Linda May Han Oh (b), Ambrose Akinmusire (tp), Tyshawn Sorey (d)

Label / Distribution : Biophilia Records

L’équilibre entre l’exigence de l’écriture et des improvisations magistrales demeure la quintessence du jazz. Lorsque Pithecanthropus Erectus de Charles Mingus et Complete Communion de Don Cherry sont sortis à dix ans d’intervalle, ils ont démontré que cette alchimie ne cessait de se réinventer à une vitesse vertigineuse. À l’issue de ce premier quart du XXIe siècle, Strange Heavens s’inscrit dans cette lignée, tout juste né il est déjà appelé à devenir un disque intemporel.
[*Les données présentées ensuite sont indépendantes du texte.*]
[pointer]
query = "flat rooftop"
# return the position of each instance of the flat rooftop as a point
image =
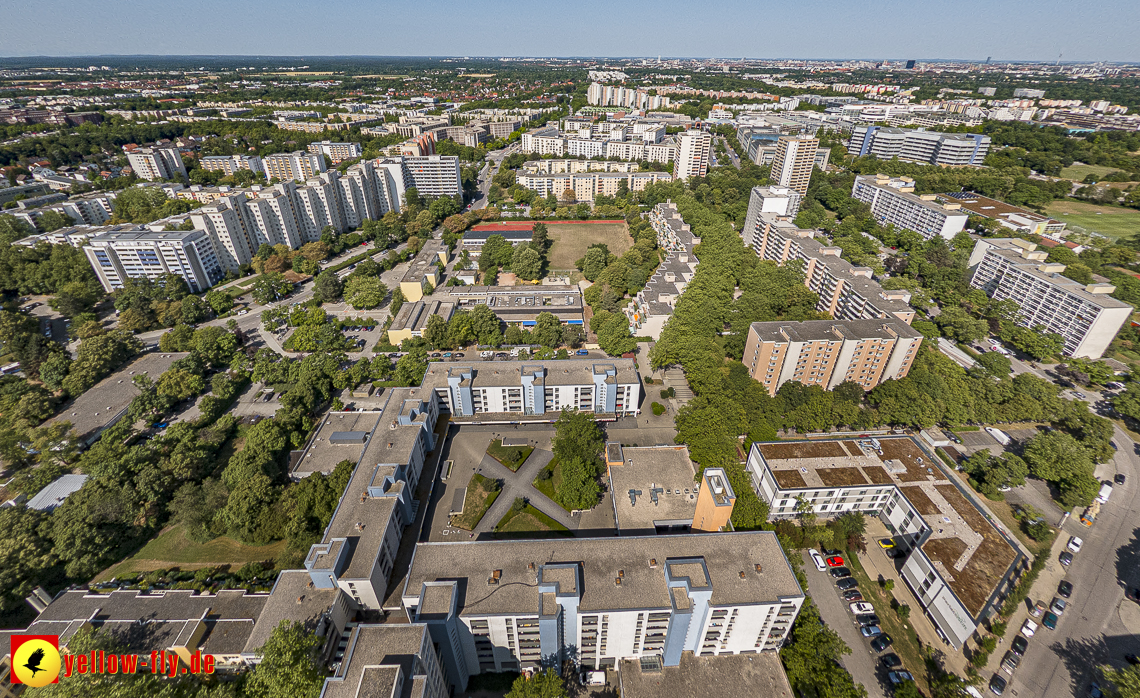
(601, 560)
(323, 455)
(664, 485)
(966, 548)
(721, 676)
(99, 406)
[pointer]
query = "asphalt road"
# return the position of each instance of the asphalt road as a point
(861, 664)
(1063, 663)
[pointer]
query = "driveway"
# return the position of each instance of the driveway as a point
(835, 611)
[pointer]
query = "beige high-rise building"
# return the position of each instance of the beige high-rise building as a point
(795, 159)
(693, 152)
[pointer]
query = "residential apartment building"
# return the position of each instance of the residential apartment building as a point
(609, 389)
(919, 146)
(893, 202)
(588, 185)
(1016, 218)
(147, 254)
(958, 566)
(290, 167)
(229, 164)
(794, 161)
(1086, 316)
(601, 600)
(829, 352)
(156, 163)
(846, 291)
(694, 149)
(336, 152)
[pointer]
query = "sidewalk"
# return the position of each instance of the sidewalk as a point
(877, 563)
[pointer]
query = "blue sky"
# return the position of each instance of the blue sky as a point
(803, 29)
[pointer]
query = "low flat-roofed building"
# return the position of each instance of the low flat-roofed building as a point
(518, 305)
(51, 496)
(487, 392)
(724, 676)
(412, 318)
(424, 269)
(106, 403)
(179, 621)
(504, 606)
(323, 453)
(958, 565)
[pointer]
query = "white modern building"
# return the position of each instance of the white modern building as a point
(694, 149)
(893, 202)
(1085, 315)
(148, 254)
(156, 163)
(958, 565)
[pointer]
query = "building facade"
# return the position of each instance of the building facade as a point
(1085, 315)
(829, 352)
(893, 202)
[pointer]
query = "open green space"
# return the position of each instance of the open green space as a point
(512, 456)
(481, 494)
(1110, 221)
(173, 549)
(524, 521)
(1080, 171)
(572, 240)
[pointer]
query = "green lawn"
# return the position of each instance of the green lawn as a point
(1079, 172)
(1110, 221)
(173, 549)
(529, 522)
(481, 494)
(513, 457)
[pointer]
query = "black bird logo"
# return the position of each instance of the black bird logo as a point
(33, 662)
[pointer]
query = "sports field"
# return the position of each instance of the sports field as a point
(1110, 221)
(571, 240)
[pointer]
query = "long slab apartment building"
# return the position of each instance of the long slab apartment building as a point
(1085, 315)
(846, 291)
(958, 565)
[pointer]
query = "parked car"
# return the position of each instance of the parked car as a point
(881, 642)
(1009, 662)
(1019, 644)
(817, 559)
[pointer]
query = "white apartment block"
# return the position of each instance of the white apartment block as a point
(608, 389)
(336, 152)
(588, 185)
(893, 202)
(919, 146)
(693, 152)
(1086, 316)
(156, 163)
(147, 254)
(597, 601)
(290, 167)
(958, 566)
(229, 164)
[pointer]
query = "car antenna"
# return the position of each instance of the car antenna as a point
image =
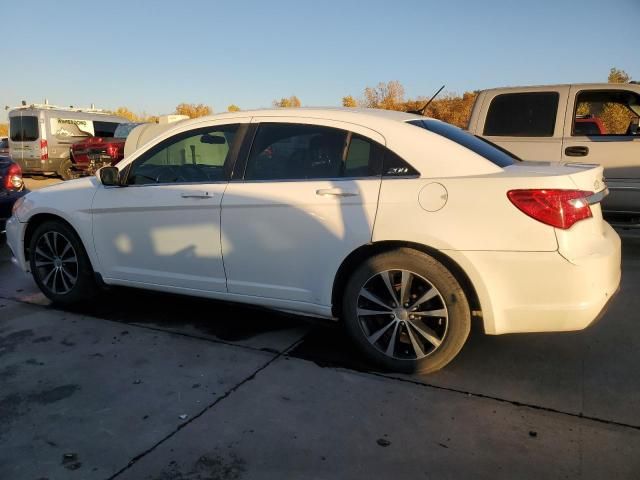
(423, 109)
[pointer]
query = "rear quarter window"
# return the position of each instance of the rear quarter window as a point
(522, 115)
(495, 155)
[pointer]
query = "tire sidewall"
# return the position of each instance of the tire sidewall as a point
(459, 315)
(84, 288)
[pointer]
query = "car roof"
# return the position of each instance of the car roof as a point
(365, 116)
(602, 85)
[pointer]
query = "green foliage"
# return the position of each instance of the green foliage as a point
(349, 102)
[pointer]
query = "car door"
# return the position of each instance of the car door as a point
(602, 128)
(307, 198)
(163, 227)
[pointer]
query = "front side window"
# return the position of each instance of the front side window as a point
(24, 128)
(299, 152)
(195, 156)
(522, 115)
(613, 112)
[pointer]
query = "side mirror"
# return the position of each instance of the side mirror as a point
(109, 176)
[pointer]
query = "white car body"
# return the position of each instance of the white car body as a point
(281, 244)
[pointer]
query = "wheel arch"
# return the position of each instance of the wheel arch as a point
(355, 258)
(38, 219)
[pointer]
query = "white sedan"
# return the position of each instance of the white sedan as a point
(403, 228)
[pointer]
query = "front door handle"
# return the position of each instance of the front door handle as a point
(334, 192)
(202, 195)
(576, 151)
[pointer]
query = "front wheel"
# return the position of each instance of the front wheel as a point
(60, 265)
(406, 312)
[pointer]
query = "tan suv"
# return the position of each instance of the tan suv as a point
(549, 123)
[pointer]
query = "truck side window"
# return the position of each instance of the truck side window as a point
(606, 112)
(522, 115)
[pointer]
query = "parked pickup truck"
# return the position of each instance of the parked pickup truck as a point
(88, 155)
(580, 123)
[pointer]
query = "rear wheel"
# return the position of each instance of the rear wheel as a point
(406, 312)
(60, 265)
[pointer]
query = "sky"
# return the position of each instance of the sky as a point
(152, 55)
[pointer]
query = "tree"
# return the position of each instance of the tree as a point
(615, 116)
(618, 76)
(291, 102)
(389, 96)
(124, 112)
(349, 102)
(192, 110)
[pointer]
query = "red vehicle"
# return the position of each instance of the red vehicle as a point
(589, 125)
(93, 153)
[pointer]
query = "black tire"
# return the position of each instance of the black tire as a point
(65, 171)
(427, 273)
(84, 288)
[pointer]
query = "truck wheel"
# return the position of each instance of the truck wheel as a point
(65, 171)
(60, 265)
(406, 312)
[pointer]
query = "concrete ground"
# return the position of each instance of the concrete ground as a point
(149, 386)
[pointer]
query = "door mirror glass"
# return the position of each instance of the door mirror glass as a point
(109, 176)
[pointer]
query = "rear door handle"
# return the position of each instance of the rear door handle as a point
(576, 151)
(202, 195)
(334, 192)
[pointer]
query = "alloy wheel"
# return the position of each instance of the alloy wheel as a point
(56, 262)
(402, 314)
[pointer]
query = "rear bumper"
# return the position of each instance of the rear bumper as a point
(542, 291)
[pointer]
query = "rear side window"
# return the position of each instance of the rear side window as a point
(285, 151)
(484, 148)
(24, 128)
(522, 115)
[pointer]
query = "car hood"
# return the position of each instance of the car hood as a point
(65, 199)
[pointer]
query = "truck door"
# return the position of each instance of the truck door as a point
(528, 123)
(602, 127)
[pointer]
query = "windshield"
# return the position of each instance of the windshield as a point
(497, 155)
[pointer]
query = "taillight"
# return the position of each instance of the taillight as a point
(13, 180)
(112, 151)
(44, 150)
(558, 208)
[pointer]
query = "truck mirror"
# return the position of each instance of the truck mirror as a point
(109, 176)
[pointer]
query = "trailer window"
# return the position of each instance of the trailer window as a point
(24, 128)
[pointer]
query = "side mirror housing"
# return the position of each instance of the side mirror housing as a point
(109, 176)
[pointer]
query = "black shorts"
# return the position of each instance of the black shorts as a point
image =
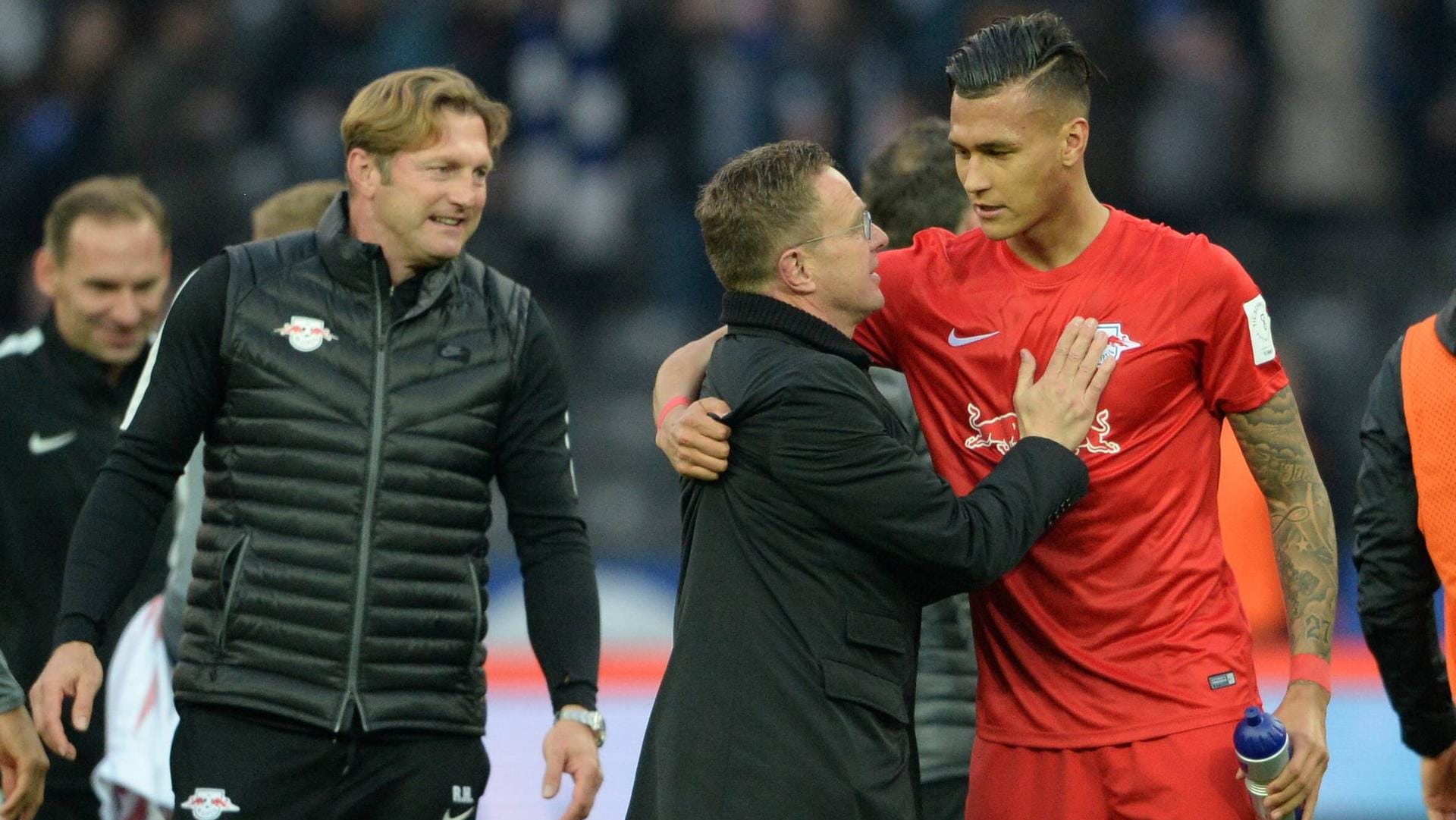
(234, 765)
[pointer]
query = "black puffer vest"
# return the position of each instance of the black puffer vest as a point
(341, 563)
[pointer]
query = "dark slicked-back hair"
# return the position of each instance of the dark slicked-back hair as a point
(910, 184)
(758, 204)
(1034, 49)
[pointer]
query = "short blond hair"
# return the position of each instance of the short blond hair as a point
(756, 206)
(400, 111)
(294, 209)
(107, 199)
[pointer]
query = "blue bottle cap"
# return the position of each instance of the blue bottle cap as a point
(1260, 734)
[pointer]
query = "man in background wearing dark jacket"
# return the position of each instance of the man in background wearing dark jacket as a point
(64, 385)
(910, 184)
(1405, 542)
(807, 564)
(360, 386)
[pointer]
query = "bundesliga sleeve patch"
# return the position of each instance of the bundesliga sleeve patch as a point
(1261, 332)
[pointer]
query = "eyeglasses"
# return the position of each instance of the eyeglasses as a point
(864, 228)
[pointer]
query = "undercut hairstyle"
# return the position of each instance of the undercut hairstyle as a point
(758, 204)
(105, 199)
(1038, 50)
(910, 184)
(294, 209)
(400, 112)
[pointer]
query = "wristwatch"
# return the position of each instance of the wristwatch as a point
(592, 720)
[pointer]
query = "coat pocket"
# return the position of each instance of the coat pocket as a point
(843, 682)
(479, 602)
(877, 633)
(231, 579)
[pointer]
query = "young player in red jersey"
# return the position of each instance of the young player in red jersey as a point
(1117, 657)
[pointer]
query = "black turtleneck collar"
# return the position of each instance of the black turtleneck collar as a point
(362, 264)
(755, 310)
(89, 376)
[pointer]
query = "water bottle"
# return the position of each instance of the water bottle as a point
(1263, 746)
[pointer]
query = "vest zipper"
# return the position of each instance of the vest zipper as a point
(376, 437)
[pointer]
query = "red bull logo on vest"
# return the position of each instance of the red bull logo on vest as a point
(306, 332)
(209, 804)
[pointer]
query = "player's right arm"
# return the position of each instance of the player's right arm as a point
(695, 443)
(180, 391)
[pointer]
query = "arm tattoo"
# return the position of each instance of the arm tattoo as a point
(1273, 441)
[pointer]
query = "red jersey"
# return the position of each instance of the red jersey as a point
(1123, 622)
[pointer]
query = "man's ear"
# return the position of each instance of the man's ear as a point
(42, 272)
(792, 273)
(364, 172)
(1075, 140)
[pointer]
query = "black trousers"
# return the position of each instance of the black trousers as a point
(234, 765)
(944, 799)
(69, 806)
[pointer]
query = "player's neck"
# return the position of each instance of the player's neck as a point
(1063, 234)
(808, 305)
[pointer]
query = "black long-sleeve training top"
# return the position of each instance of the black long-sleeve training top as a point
(184, 388)
(1397, 580)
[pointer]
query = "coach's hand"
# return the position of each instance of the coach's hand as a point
(696, 443)
(22, 766)
(1063, 404)
(571, 747)
(73, 672)
(1298, 785)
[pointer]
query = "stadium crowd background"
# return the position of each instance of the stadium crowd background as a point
(1315, 139)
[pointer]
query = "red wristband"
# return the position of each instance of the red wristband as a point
(673, 402)
(1310, 668)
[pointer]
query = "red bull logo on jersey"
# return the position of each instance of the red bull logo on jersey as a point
(209, 803)
(306, 332)
(1001, 433)
(1117, 341)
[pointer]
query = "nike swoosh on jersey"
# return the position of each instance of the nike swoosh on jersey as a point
(962, 341)
(42, 445)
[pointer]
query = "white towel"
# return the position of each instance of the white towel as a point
(134, 778)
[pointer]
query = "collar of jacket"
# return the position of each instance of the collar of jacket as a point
(1446, 324)
(755, 310)
(360, 265)
(88, 376)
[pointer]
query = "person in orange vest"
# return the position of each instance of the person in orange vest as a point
(1405, 542)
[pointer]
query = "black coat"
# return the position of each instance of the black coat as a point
(804, 571)
(1395, 573)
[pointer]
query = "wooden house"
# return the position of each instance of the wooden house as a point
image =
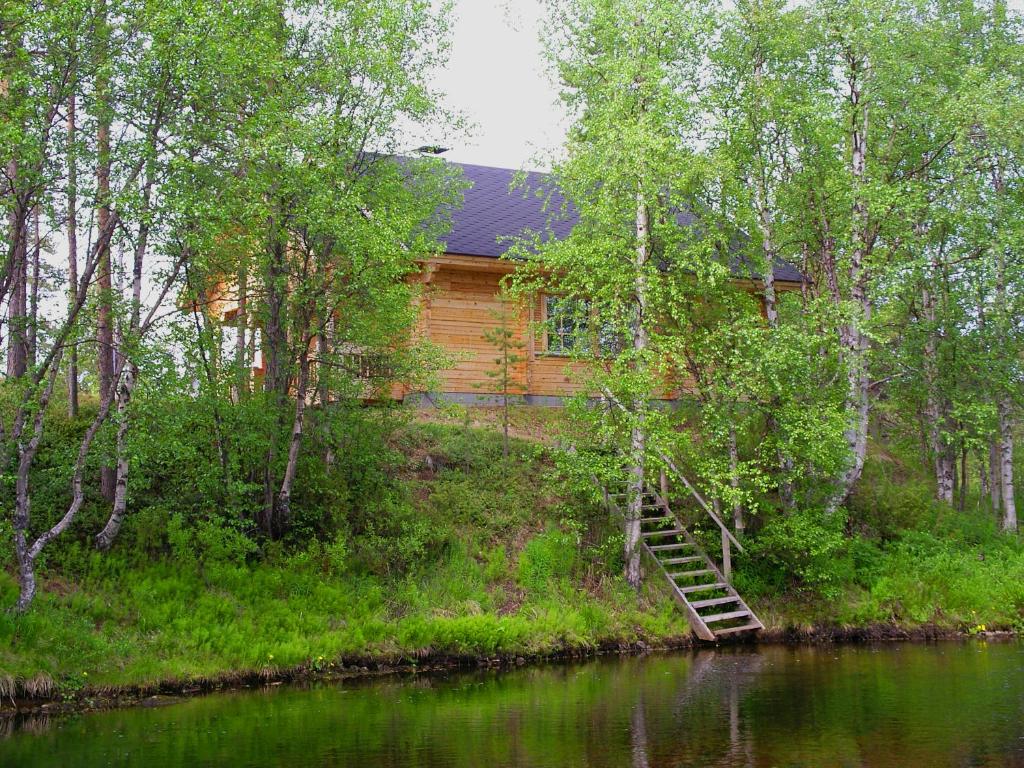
(462, 297)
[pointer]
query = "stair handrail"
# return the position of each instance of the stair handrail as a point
(675, 470)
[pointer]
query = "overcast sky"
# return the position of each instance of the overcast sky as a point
(497, 79)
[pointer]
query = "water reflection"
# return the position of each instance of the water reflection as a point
(936, 706)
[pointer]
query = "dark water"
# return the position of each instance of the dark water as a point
(930, 706)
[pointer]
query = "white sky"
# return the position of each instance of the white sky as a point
(497, 79)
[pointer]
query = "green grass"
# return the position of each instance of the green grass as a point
(470, 555)
(499, 568)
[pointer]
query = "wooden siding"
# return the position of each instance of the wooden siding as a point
(462, 302)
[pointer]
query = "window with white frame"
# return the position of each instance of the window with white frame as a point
(567, 325)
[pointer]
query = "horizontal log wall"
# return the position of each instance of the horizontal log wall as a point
(461, 304)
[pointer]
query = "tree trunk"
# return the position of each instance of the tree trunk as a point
(1007, 465)
(32, 335)
(638, 436)
(853, 338)
(274, 377)
(104, 320)
(127, 385)
(17, 340)
(72, 252)
(241, 323)
(964, 479)
(284, 506)
(994, 475)
(737, 508)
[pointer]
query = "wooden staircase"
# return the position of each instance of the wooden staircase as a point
(713, 607)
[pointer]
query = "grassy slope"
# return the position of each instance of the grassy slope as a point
(513, 570)
(508, 565)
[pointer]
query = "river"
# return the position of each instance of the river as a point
(898, 706)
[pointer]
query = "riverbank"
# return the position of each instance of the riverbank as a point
(162, 692)
(467, 558)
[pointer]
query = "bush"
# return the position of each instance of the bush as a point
(807, 545)
(547, 558)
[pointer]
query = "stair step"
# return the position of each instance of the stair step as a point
(663, 532)
(700, 571)
(715, 601)
(680, 560)
(725, 616)
(702, 587)
(732, 630)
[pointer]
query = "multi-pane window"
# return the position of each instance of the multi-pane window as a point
(567, 325)
(572, 328)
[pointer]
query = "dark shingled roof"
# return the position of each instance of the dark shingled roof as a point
(493, 212)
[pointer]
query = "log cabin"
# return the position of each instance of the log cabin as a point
(461, 300)
(462, 296)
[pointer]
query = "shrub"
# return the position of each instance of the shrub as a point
(547, 558)
(808, 545)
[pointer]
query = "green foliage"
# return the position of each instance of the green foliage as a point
(546, 560)
(805, 549)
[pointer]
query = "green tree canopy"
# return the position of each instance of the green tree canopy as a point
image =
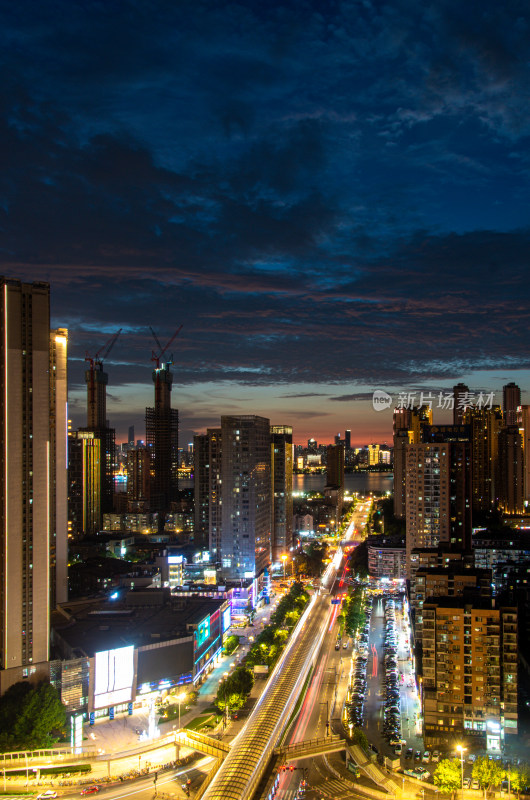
(488, 773)
(233, 692)
(448, 775)
(31, 717)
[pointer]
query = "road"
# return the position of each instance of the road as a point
(321, 708)
(374, 703)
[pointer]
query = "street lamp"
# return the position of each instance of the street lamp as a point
(180, 698)
(462, 750)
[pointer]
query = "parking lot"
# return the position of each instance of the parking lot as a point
(391, 708)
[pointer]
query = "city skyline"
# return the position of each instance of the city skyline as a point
(329, 199)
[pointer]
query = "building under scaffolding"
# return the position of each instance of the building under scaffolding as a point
(161, 433)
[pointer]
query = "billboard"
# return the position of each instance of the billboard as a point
(114, 676)
(226, 619)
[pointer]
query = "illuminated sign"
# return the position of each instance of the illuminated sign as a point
(114, 677)
(226, 619)
(76, 733)
(203, 631)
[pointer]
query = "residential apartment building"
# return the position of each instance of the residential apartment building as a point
(245, 535)
(33, 478)
(469, 672)
(281, 489)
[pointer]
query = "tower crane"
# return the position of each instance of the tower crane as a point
(156, 357)
(103, 351)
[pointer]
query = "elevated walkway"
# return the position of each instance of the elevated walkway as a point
(310, 747)
(372, 770)
(204, 744)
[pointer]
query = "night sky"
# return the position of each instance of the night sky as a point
(329, 197)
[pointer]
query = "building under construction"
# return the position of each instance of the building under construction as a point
(161, 435)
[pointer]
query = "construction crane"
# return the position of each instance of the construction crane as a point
(156, 357)
(96, 380)
(103, 352)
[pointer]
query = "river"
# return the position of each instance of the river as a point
(362, 482)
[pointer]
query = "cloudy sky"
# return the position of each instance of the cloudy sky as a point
(329, 197)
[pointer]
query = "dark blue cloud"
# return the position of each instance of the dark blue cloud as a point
(321, 193)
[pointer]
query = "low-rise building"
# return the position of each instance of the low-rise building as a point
(113, 656)
(387, 557)
(469, 671)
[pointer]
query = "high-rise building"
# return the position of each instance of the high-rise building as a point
(511, 400)
(334, 488)
(32, 479)
(282, 489)
(201, 486)
(215, 483)
(401, 421)
(161, 433)
(510, 474)
(91, 459)
(246, 495)
(138, 478)
(524, 427)
(458, 439)
(485, 427)
(59, 456)
(407, 424)
(460, 402)
(428, 496)
(373, 455)
(469, 671)
(84, 477)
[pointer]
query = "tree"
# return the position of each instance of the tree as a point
(488, 773)
(360, 738)
(31, 717)
(233, 692)
(448, 775)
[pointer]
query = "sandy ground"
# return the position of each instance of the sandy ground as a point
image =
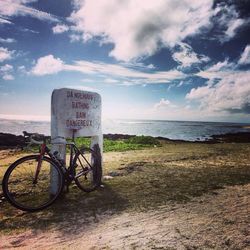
(219, 219)
(213, 221)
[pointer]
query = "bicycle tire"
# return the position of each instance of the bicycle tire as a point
(21, 191)
(87, 172)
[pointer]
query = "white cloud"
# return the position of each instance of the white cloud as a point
(5, 72)
(47, 65)
(233, 26)
(9, 8)
(134, 76)
(8, 77)
(230, 93)
(60, 28)
(218, 70)
(6, 68)
(138, 27)
(7, 40)
(228, 20)
(187, 57)
(163, 104)
(4, 21)
(245, 56)
(5, 54)
(51, 65)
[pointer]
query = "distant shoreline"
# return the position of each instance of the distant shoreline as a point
(8, 140)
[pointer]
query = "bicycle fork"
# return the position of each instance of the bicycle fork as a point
(39, 163)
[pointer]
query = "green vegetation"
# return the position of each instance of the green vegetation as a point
(133, 143)
(144, 179)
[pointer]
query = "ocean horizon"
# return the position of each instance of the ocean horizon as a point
(177, 130)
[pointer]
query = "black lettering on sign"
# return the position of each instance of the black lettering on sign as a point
(86, 96)
(80, 115)
(78, 123)
(69, 94)
(80, 105)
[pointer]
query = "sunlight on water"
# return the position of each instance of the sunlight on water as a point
(182, 130)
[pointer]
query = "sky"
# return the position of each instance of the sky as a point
(161, 59)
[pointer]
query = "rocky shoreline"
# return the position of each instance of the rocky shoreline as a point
(11, 141)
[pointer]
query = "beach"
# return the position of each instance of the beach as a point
(180, 195)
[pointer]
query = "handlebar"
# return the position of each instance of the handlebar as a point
(35, 138)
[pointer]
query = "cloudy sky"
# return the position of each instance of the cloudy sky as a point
(161, 59)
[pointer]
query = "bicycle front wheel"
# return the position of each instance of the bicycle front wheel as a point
(27, 188)
(87, 169)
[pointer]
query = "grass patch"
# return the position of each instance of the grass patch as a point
(172, 173)
(134, 143)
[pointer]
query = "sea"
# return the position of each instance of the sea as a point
(177, 130)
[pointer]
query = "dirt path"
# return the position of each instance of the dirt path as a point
(213, 221)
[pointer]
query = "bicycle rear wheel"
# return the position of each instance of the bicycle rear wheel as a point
(23, 192)
(87, 169)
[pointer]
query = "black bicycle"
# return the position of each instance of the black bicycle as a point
(34, 182)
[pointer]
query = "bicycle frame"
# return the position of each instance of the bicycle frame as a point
(68, 171)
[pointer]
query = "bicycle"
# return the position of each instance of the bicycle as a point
(34, 182)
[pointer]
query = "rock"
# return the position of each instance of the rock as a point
(107, 177)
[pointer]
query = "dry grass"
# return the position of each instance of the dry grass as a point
(145, 180)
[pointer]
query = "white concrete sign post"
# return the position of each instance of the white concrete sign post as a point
(74, 110)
Visionnaire, Linda May Han Oh s’élève contre les injustices sociales et sa musique s’en ressent : elle refuse toute sorte de facilités. Son intégrité artistique s’accomplit avec une grande sagesse et ses interventions solistes dans « The Sweetest Water » et « Paperbirds » exercent un attrait irrésistible. La beauté de son trio, qui ne comporte aucun instrument harmonique, se formalise par un canevas sonore qui valorise chaque instrumentiste. L’inventivité rythmique de Tyshawn Sorey irradie ce disque, il relance ses partenaires avec agilité dans « Portal » et « Living Proof ». Sa nomination en 2024 au prestigieux Prix Pulitzer de musique pour sa composition Adagio (for Wadada Leo Smith) n’a en rien altéré son tempérament de batteur au groove souverain. Solennel, le mélodieux « Folk Song » démontre une fois de plus la versatilité stylistique d’Ambrose Akinmusire. Recentrée sur une tonalité médium, sa trompette incorpore brillamment toute l’histoire de l’instrument avec une dimension émotionnelle héritée de Clifford Brown.

Inspiré, comme trois autres titres, par le roman graphique de l’australien Shaun Tan, « Work Song » est agencé avec des variations de tempo où chaque instrumentiste rebondit malicieusement. Les douze compositions signées par Linda May Han Oh et les deux reprises de Geri Allen et Melba Liston qui referment cet album forment une suite fondamentale. Strange Heavens va durablement inspirer les mélomanes.